The final aspect to analyze is how each resiliency mechanism affects latency. The working chain’s latency is straightforwardly given by the routing paths selected by the ILP model. For the backup chain calculation, we simulate a failure on every network link, and compute the worst-case end-to-end latency for each output of the ILP model. The results are shown in Fig. 5, which displays the average working/backup chain latency in each case.

Fig. 5.
figure 5

Working chain latency and worst-case backup chain latency per ring topology and protection mechanism.

The analysis reveals that using chain protection increases the working latency by an average of 20%. However, when fiber link failures occur, the backup latency is on average 5% smaller. For working chains, VNF replication requires a higher spread of functions across the available DCs, which implies a higher average number of physical hops per chain. However, a link failure automatically forces the hop protection case to route around the ring in the opposite direction, significantly degrading latency performance, particularly in longer rings with many nodes and few DCs (where VNFs are further apart).

5 Conclusion and Future Work

This paper presented an ILP model to comparatively evaluate protection strategies for service chains based on provisioning backup resources exclusively at the optical layer, application layer, or both. The analysis showed that, although lightpath protection is the best option in terms of resource provisioning efficiency for the majority of VNF hops, in select cases combining this strategy with VNF replication can further reduce the overall solution cost. This is particularly true in scenario instances where there are significant optical performance differentials between working/backup paths, which can hinder overall throughput when working lightpath rates must be aligned by the backup ones. This is the case for reasonably large metro aggregation rings. The latency analysis concluded that VNF replication in ring topologies presents lower latencies in case of link failures, at the expense of additional IT resources.

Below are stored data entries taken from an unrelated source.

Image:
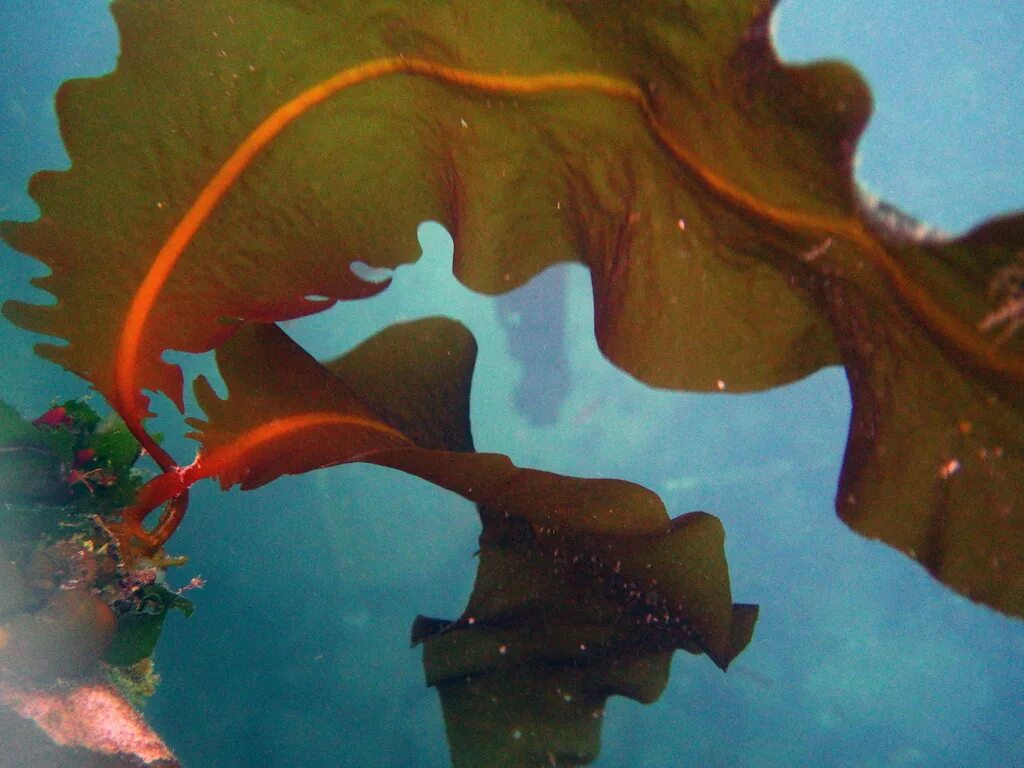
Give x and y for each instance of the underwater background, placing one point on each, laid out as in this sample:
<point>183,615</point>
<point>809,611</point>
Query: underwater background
<point>298,653</point>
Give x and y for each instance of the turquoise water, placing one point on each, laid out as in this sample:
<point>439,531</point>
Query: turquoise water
<point>298,653</point>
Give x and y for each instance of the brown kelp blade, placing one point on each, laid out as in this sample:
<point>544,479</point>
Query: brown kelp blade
<point>628,522</point>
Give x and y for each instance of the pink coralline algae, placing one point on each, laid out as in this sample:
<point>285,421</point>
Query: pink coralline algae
<point>93,717</point>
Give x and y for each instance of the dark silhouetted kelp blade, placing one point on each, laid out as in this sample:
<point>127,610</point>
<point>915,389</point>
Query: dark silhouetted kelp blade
<point>622,528</point>
<point>245,154</point>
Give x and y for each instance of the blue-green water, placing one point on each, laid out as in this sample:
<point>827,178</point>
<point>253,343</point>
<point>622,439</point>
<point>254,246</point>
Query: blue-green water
<point>298,654</point>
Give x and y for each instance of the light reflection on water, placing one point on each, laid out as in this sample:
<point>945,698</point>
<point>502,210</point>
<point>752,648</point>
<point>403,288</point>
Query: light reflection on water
<point>859,657</point>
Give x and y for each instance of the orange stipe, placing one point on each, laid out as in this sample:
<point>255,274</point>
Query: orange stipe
<point>172,485</point>
<point>233,453</point>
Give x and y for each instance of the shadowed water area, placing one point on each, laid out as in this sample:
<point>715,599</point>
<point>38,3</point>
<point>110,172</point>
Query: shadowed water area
<point>299,650</point>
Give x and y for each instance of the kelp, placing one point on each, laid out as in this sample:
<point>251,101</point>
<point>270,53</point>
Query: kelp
<point>245,156</point>
<point>308,416</point>
<point>73,617</point>
<point>556,624</point>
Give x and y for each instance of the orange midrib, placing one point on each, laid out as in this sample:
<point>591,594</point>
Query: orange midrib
<point>231,454</point>
<point>947,326</point>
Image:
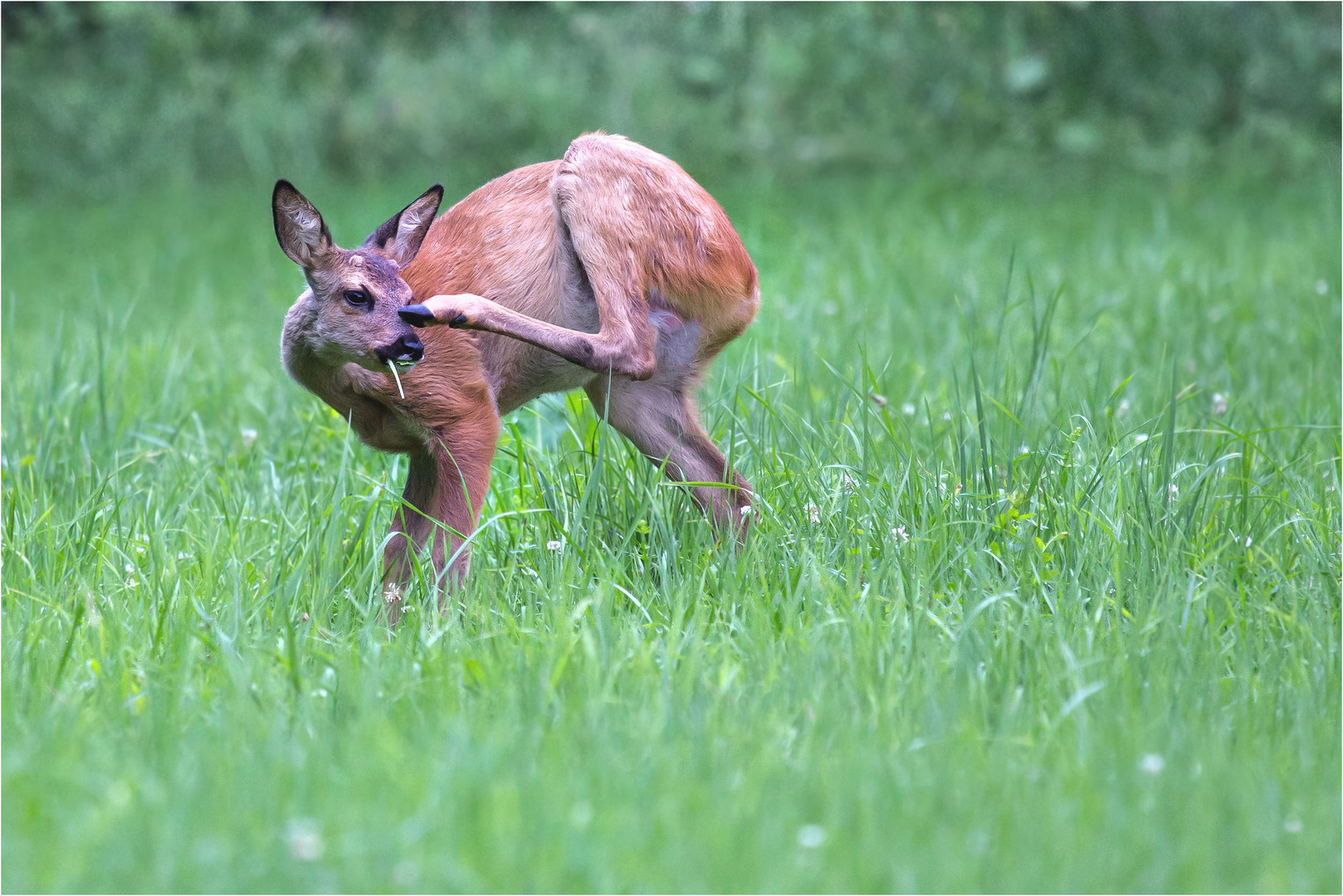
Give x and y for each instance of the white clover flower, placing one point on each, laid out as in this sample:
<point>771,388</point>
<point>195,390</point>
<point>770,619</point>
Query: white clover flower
<point>304,840</point>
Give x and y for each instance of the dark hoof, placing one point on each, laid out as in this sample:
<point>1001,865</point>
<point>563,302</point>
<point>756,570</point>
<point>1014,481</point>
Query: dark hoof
<point>417,314</point>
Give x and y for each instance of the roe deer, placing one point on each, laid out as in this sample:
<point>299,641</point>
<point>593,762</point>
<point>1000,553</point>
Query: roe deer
<point>610,270</point>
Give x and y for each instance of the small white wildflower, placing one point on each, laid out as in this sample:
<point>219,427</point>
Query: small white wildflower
<point>812,835</point>
<point>304,840</point>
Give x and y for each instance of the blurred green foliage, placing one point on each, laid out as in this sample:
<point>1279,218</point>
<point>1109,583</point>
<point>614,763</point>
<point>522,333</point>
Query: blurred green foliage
<point>105,95</point>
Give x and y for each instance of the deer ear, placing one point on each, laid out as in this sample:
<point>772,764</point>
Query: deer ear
<point>402,236</point>
<point>299,227</point>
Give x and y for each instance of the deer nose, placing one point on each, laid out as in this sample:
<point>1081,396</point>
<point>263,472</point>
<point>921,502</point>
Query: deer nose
<point>406,349</point>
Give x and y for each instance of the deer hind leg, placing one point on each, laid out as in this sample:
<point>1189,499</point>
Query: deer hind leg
<point>658,416</point>
<point>445,489</point>
<point>608,245</point>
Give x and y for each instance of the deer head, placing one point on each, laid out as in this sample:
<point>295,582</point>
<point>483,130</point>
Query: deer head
<point>348,314</point>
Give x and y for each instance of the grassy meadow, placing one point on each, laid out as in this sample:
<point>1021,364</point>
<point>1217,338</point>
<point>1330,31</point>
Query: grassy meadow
<point>1043,592</point>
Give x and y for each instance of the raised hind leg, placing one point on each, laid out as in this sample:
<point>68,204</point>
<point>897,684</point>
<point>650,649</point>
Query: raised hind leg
<point>658,416</point>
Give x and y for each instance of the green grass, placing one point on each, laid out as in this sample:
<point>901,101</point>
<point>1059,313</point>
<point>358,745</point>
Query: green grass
<point>1107,655</point>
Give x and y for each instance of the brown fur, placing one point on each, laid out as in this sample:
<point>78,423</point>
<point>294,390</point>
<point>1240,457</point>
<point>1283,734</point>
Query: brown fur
<point>610,270</point>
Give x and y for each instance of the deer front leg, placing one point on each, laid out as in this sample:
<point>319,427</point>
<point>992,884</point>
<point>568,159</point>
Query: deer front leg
<point>445,489</point>
<point>623,347</point>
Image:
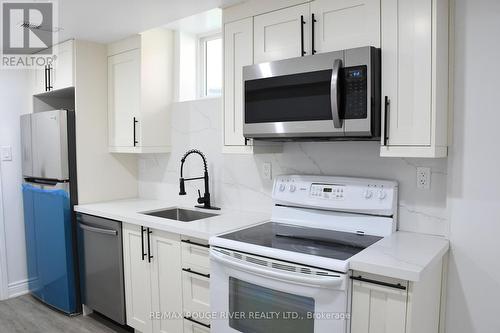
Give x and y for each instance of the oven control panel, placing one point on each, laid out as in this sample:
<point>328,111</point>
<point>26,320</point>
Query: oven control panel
<point>337,193</point>
<point>327,191</point>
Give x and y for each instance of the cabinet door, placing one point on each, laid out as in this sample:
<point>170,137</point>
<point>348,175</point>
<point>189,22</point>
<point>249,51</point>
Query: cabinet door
<point>277,35</point>
<point>167,280</point>
<point>407,70</point>
<point>124,84</point>
<point>238,52</point>
<point>137,273</point>
<point>39,81</point>
<point>61,75</point>
<point>345,24</point>
<point>377,309</point>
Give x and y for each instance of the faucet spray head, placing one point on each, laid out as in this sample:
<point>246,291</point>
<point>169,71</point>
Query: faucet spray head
<point>182,187</point>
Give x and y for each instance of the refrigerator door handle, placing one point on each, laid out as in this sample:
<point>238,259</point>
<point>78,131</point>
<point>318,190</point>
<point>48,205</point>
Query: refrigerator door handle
<point>41,181</point>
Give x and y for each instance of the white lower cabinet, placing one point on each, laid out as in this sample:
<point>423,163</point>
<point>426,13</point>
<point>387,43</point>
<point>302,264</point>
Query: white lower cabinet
<point>152,269</point>
<point>387,305</point>
<point>377,308</point>
<point>166,281</point>
<point>196,284</point>
<point>192,327</point>
<point>137,273</point>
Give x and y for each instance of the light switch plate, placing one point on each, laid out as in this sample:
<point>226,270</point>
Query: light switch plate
<point>6,153</point>
<point>423,178</point>
<point>267,171</point>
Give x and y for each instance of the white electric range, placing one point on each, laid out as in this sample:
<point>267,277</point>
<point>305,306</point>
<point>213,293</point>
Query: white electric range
<point>291,274</point>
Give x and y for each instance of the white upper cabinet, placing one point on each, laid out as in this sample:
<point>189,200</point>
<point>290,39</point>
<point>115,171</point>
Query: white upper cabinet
<point>345,24</point>
<point>59,74</point>
<point>124,97</point>
<point>140,76</point>
<point>282,34</point>
<point>238,52</point>
<point>62,72</point>
<point>414,77</point>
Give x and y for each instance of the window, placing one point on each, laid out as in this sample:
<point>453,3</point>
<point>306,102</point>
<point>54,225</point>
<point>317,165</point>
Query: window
<point>210,66</point>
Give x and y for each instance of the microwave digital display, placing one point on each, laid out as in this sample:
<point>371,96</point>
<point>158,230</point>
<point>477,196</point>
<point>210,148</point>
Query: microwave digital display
<point>355,73</point>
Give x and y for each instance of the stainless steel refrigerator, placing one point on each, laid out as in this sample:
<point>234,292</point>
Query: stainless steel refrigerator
<point>49,194</point>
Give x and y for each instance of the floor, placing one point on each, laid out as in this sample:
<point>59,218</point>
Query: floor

Future expansions in order to further comprehend the potential of deploying such hybrid protection mechanisms should include the possibility of evaluating larger topologies, including meshed patterns. Additionally, the impact of client signal grooming on transponder utilization and end-to-end latency can also have a key effect on network efficiency. Realizing an optimization framework that can efficiently address all these joint factors is thus a challenging research prospect.